John was an advocate of running off tackle and featuring fullbacks in his running attack. You win by playing defense and running the football. Not sure who said that first Walter Camp or Alonzo Stagg, but such view is not a latent preachment. Nobody espoused that philosophy more than Donaldson. And, if you haven’t noticed, that still is the modus operandi of most coaches who win championships today.
Back to my friend John.
He grew up in Jesup and was a highly regarded halfback who was to replace the heralded Charley Trippi at Georgia when the later was graduated. Only one thing stood in his way—injury as it turned out. While John was a stickler for underscoring the strictest of training rules (he was ahead of today’s staples of good diet and good health habits; and even now, as he nears fourscore and ten years, neither alcohol nor tobacco has ever touched his lips), he could not recover from a practice field incident that neutralized his career.
“I heard it pop, like a gunshot,” John said of the hamstring pull, which came as he had made his move through the line of scrimmage and bounced to the outside and into the open field on a scrimmage play. He was never the same after that.
As a boy growing up, John was a quiet and introspective kid who always underscored discipline, good manners, and a healthy diet.
He mastered his homework, he paid attention in class and spent his downtime on the Altamaha River or in the woods. There were excursions to Shellman Bluff, 45 miles away, where he learned the nuisances of the tides, the sweet spots for fishing the creeks of the islands which dot the coast, casting for trout and bass.
He became something of an expert fisherman. He could “read” the water and the conditions. He had the skills and patience to load up his cooler in short order. His marsh home was equipped to accommodate his insatiable desire to enjoy the outdoor sport and coastal living. He loved a refreshing breeze off the water and he enjoyed cooking what he caught and killed, mostly dove, marsh hen, and quail.
A handsome fellow, John could have been a model for outdoor magazines. He was always in a cheerful mood when he was on the water. We would dock his boat in one of his favorite spots in the marsh. He would rig up our fishing rods, then cast away reveling in the outdoor experience and the environment. He considered marsh living a healthy plus. The water and the marsh invigorated and inspired him.

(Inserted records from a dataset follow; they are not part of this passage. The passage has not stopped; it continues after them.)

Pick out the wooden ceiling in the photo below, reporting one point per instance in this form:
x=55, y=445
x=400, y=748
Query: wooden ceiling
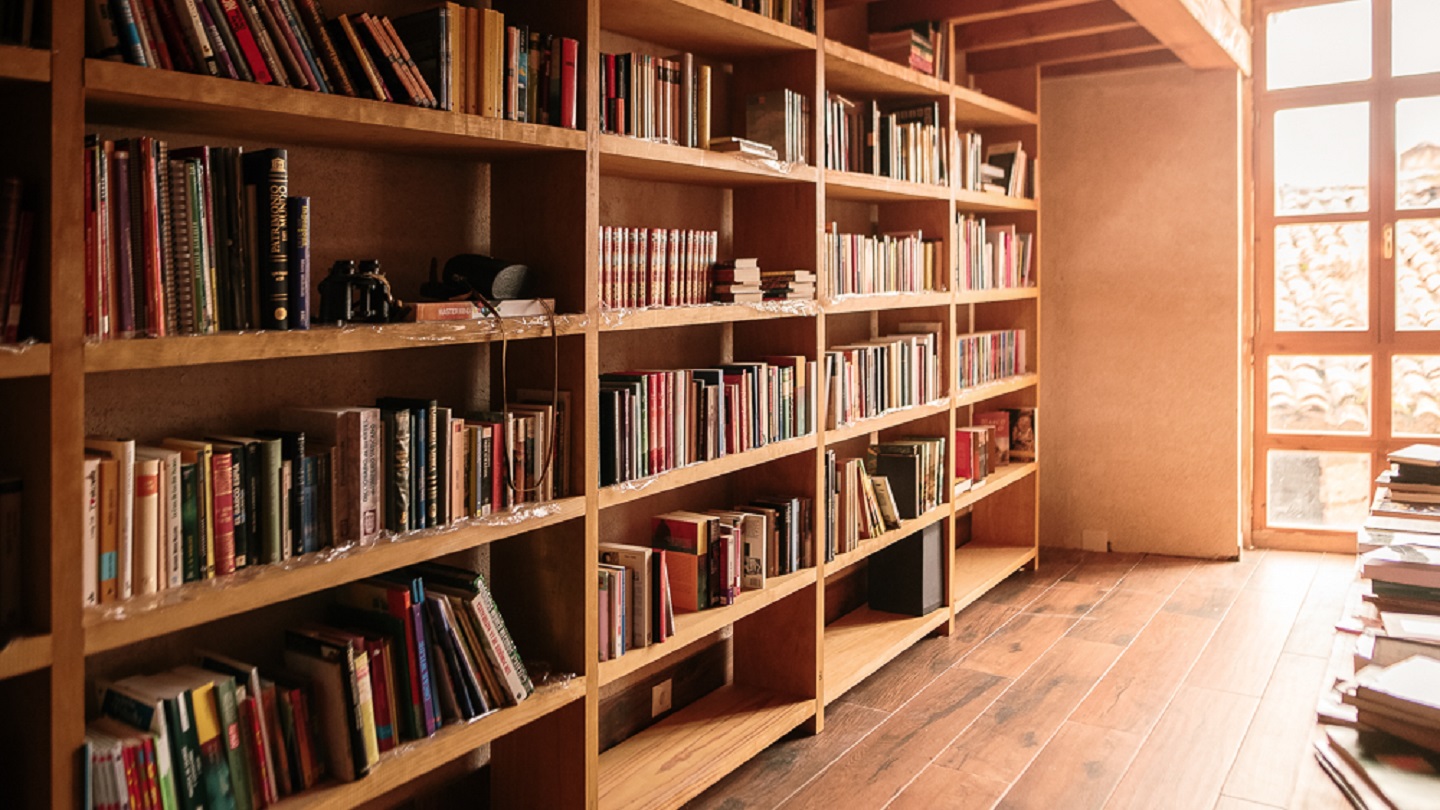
x=1079, y=36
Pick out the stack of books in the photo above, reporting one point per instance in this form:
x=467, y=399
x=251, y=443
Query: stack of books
x=990, y=356
x=655, y=421
x=697, y=561
x=447, y=58
x=883, y=374
x=186, y=509
x=398, y=659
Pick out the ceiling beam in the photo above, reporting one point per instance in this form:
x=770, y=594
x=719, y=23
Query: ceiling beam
x=1026, y=29
x=1076, y=49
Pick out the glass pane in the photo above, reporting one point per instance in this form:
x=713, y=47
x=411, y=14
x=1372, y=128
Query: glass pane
x=1414, y=391
x=1319, y=394
x=1319, y=45
x=1322, y=159
x=1322, y=277
x=1417, y=170
x=1416, y=25
x=1417, y=274
x=1311, y=489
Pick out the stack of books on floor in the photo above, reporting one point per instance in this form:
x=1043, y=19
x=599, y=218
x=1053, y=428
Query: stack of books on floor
x=396, y=659
x=1391, y=754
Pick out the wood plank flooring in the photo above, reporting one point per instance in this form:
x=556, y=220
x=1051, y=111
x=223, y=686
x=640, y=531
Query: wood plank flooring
x=1102, y=681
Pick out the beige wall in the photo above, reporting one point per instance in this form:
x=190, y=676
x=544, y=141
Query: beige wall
x=1141, y=254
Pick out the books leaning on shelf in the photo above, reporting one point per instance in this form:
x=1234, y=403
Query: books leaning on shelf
x=655, y=267
x=654, y=98
x=892, y=263
x=883, y=374
x=448, y=58
x=696, y=561
x=990, y=356
x=653, y=421
x=903, y=143
x=187, y=509
x=402, y=656
x=992, y=257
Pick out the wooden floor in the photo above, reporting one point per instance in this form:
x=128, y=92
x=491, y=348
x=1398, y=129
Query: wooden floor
x=1103, y=681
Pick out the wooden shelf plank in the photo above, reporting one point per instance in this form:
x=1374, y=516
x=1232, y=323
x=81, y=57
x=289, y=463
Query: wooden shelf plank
x=870, y=546
x=239, y=346
x=627, y=492
x=843, y=304
x=864, y=640
x=25, y=359
x=981, y=568
x=23, y=655
x=988, y=202
x=196, y=603
x=680, y=757
x=25, y=64
x=414, y=760
x=622, y=156
x=706, y=26
x=131, y=95
x=886, y=421
x=661, y=317
x=870, y=188
x=857, y=72
x=691, y=627
x=992, y=389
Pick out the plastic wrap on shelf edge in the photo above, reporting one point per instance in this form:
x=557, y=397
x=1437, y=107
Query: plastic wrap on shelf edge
x=202, y=588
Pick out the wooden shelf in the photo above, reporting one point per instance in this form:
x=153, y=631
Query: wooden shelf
x=681, y=755
x=414, y=760
x=992, y=389
x=871, y=545
x=988, y=202
x=981, y=568
x=25, y=64
x=997, y=480
x=843, y=304
x=691, y=627
x=884, y=421
x=870, y=188
x=712, y=28
x=241, y=346
x=864, y=640
x=622, y=156
x=25, y=655
x=25, y=359
x=664, y=317
x=196, y=603
x=131, y=95
x=627, y=492
x=857, y=72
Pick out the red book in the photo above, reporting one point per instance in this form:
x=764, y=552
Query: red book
x=223, y=513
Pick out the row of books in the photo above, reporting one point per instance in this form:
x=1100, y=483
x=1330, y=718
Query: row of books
x=655, y=98
x=187, y=509
x=655, y=267
x=990, y=356
x=1381, y=744
x=398, y=657
x=992, y=257
x=696, y=561
x=192, y=241
x=447, y=58
x=16, y=255
x=906, y=143
x=653, y=421
x=883, y=374
x=858, y=264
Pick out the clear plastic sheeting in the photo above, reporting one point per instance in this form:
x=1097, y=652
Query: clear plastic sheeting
x=205, y=588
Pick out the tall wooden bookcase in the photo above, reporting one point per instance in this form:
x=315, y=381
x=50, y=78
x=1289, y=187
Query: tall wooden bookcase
x=405, y=185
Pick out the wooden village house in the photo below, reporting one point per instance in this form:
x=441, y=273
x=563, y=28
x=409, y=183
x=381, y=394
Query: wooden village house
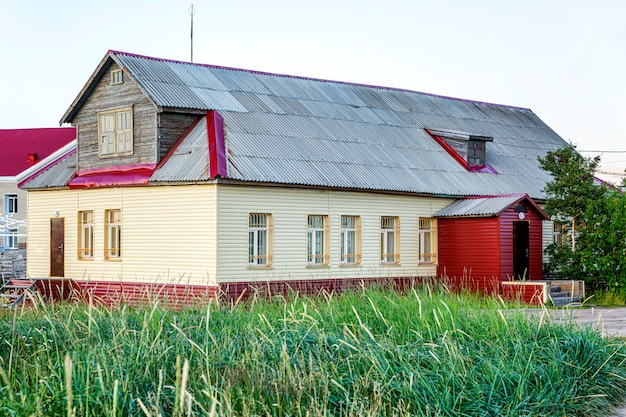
x=193, y=179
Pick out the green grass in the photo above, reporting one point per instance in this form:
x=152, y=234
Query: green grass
x=372, y=353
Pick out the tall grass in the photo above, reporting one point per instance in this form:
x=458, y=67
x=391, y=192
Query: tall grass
x=370, y=353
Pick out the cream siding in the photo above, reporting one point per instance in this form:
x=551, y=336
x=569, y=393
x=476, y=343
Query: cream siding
x=168, y=233
x=289, y=209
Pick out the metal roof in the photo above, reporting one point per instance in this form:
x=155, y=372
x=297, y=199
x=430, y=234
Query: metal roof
x=294, y=130
x=478, y=207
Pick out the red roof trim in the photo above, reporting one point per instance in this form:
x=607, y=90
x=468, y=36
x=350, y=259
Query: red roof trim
x=113, y=52
x=135, y=174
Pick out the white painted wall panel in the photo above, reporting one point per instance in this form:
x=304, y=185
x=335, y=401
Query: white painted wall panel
x=290, y=207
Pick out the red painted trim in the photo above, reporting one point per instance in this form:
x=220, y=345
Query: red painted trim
x=217, y=150
x=177, y=144
x=114, y=52
x=133, y=174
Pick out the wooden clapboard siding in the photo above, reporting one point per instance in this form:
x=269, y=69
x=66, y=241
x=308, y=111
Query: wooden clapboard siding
x=110, y=97
x=290, y=207
x=168, y=233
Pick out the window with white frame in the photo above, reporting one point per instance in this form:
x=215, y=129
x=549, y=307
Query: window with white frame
x=10, y=238
x=350, y=240
x=317, y=244
x=259, y=240
x=10, y=204
x=117, y=77
x=85, y=235
x=389, y=240
x=560, y=233
x=115, y=130
x=112, y=234
x=427, y=244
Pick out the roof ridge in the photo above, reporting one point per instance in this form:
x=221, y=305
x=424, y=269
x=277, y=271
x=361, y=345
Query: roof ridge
x=114, y=52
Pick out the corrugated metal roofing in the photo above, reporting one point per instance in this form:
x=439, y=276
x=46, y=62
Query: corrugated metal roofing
x=16, y=144
x=478, y=207
x=295, y=130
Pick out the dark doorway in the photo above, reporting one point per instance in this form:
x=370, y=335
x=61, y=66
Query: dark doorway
x=57, y=247
x=521, y=246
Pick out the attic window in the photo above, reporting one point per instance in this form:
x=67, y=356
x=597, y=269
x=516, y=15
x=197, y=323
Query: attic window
x=117, y=77
x=468, y=149
x=476, y=153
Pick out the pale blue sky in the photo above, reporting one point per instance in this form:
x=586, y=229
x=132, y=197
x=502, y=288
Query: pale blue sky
x=566, y=60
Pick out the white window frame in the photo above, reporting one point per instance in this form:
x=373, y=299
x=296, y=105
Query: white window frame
x=259, y=240
x=85, y=234
x=317, y=240
x=117, y=77
x=113, y=234
x=427, y=250
x=389, y=240
x=11, y=239
x=350, y=240
x=10, y=204
x=115, y=132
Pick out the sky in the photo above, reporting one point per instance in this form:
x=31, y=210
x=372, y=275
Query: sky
x=565, y=60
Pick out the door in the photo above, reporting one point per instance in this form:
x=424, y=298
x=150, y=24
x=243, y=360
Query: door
x=57, y=247
x=521, y=247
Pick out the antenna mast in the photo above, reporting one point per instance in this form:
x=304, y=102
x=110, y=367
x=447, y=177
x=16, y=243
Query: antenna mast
x=191, y=13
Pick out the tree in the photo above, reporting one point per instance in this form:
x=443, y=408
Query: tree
x=595, y=215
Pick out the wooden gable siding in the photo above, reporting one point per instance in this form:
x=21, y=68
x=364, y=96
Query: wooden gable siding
x=171, y=127
x=535, y=236
x=168, y=234
x=110, y=97
x=289, y=209
x=469, y=249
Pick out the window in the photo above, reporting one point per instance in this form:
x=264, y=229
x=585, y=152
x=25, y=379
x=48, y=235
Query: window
x=427, y=244
x=10, y=238
x=112, y=234
x=85, y=234
x=10, y=204
x=259, y=239
x=350, y=240
x=389, y=240
x=317, y=244
x=117, y=77
x=116, y=132
x=560, y=233
x=476, y=152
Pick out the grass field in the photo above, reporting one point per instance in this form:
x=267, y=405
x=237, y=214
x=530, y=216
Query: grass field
x=371, y=353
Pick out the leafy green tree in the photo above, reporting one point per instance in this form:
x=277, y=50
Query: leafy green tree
x=595, y=216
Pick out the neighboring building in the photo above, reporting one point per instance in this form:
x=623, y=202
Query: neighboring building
x=23, y=151
x=204, y=178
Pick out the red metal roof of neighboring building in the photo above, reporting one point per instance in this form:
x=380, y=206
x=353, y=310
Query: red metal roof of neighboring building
x=22, y=148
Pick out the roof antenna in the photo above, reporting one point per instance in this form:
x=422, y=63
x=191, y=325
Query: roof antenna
x=191, y=13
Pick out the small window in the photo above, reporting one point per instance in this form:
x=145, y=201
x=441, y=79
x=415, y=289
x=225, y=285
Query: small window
x=476, y=153
x=389, y=240
x=259, y=240
x=560, y=233
x=350, y=240
x=112, y=234
x=117, y=77
x=116, y=132
x=427, y=245
x=317, y=240
x=10, y=238
x=10, y=203
x=85, y=235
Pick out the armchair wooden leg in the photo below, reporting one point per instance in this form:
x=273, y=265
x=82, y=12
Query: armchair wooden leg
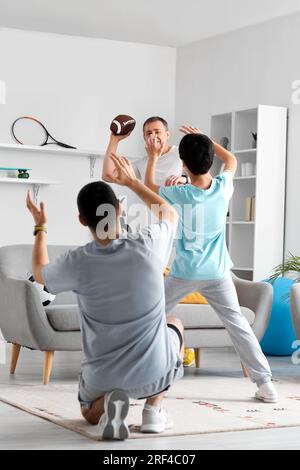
x=48, y=362
x=198, y=357
x=14, y=357
x=245, y=371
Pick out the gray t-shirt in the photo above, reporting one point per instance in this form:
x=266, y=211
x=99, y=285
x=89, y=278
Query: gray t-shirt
x=121, y=299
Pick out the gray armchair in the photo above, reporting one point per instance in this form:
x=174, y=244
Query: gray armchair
x=23, y=319
x=203, y=329
x=295, y=307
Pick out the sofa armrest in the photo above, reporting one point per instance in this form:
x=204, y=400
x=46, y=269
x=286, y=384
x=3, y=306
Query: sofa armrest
x=258, y=297
x=22, y=317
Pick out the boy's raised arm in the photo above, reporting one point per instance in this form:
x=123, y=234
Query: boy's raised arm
x=125, y=176
x=227, y=157
x=108, y=165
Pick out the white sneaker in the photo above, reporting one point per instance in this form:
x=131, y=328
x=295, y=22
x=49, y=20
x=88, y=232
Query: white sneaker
x=155, y=420
x=267, y=393
x=112, y=423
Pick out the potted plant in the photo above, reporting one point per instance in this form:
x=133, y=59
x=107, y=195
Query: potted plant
x=284, y=324
x=292, y=265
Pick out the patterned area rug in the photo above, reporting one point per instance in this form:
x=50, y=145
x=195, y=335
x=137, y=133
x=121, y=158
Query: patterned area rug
x=198, y=405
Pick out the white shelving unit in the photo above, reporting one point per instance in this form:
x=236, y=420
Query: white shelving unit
x=255, y=246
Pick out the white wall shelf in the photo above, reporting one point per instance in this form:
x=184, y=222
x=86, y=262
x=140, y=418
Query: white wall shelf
x=242, y=269
x=28, y=181
x=236, y=152
x=255, y=246
x=36, y=184
x=53, y=149
x=252, y=177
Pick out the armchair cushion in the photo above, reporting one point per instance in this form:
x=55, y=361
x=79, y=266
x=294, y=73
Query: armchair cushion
x=63, y=317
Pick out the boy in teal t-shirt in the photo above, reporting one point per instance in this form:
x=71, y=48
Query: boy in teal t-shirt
x=202, y=262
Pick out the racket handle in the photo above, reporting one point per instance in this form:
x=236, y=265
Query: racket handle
x=66, y=146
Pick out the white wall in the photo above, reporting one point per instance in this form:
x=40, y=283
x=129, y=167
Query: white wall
x=75, y=86
x=240, y=70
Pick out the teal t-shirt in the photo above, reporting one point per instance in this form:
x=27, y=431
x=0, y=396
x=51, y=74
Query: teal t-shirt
x=201, y=251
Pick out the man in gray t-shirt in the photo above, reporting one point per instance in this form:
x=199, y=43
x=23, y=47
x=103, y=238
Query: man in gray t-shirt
x=130, y=349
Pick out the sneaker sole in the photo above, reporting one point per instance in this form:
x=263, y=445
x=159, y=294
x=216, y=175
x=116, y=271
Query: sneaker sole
x=116, y=408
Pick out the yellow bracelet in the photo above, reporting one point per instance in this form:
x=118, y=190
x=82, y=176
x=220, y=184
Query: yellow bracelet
x=39, y=229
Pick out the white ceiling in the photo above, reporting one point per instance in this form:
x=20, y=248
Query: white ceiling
x=161, y=22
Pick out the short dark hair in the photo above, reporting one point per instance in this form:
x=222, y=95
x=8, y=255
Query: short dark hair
x=197, y=153
x=92, y=196
x=154, y=119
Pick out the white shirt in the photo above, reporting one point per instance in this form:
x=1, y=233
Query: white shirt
x=167, y=165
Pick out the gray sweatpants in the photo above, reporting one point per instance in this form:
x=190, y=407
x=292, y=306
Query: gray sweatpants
x=222, y=297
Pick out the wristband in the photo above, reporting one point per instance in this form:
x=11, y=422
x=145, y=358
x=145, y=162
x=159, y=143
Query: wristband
x=39, y=228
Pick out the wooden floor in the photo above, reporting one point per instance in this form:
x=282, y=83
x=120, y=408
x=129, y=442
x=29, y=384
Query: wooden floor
x=20, y=430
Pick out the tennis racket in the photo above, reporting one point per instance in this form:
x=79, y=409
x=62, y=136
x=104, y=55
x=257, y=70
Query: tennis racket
x=28, y=130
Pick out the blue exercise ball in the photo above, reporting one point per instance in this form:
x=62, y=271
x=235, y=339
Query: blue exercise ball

As he cast for his anticipated quarry, he talked football. He would regale his fishing companion with the story of how he got the better of the coach who was once considered the best in the state—Wright Bazemore whose legend in Valdosta is still intact.
While Donaldson respected and admired Bazemore, he, nonetheless worked to conquer the legend. Bazemore in tight games often used the center-keep to gain the edge. Donaldson figured two could play that game and used the play (the center snaps the ball to the quarterback who does not take the snap but proceeds to run the play without the ball; the center pauses after the snap for a couple of seconds and then charges downfield, often untouched to the goal line) to defeat the Wildcats in Valdosta. Donaldson then had the Jesup band parade around the field playing, “The Old Grey Mare Ain’t What She Used to Be.”
Not sure how many times I heard that story, but I never tired of it. In my mind’s eye I could see the play developing, maturing as planned and concluding with the advantage in full view of a crestfallen opponent and house of disbelieving local supporters.
John lived as enjoyable of a life as any man I have ever known. The happiest of days were spent at his coastal home at Shellman Bluff with his wife Anne, a golfing and bridge aficionado.
Unfortunately, I no longer fish with John. My Georgia-Florida weekend is compromised, leaving me with an emptiness that has brought about a void. In fact, John’s fishing days are over. This is, after all, an imperfect world. The only thing that could get John Donaldson off the water is dementia. In the saddest of times, John’s fishing poles are gathering rust.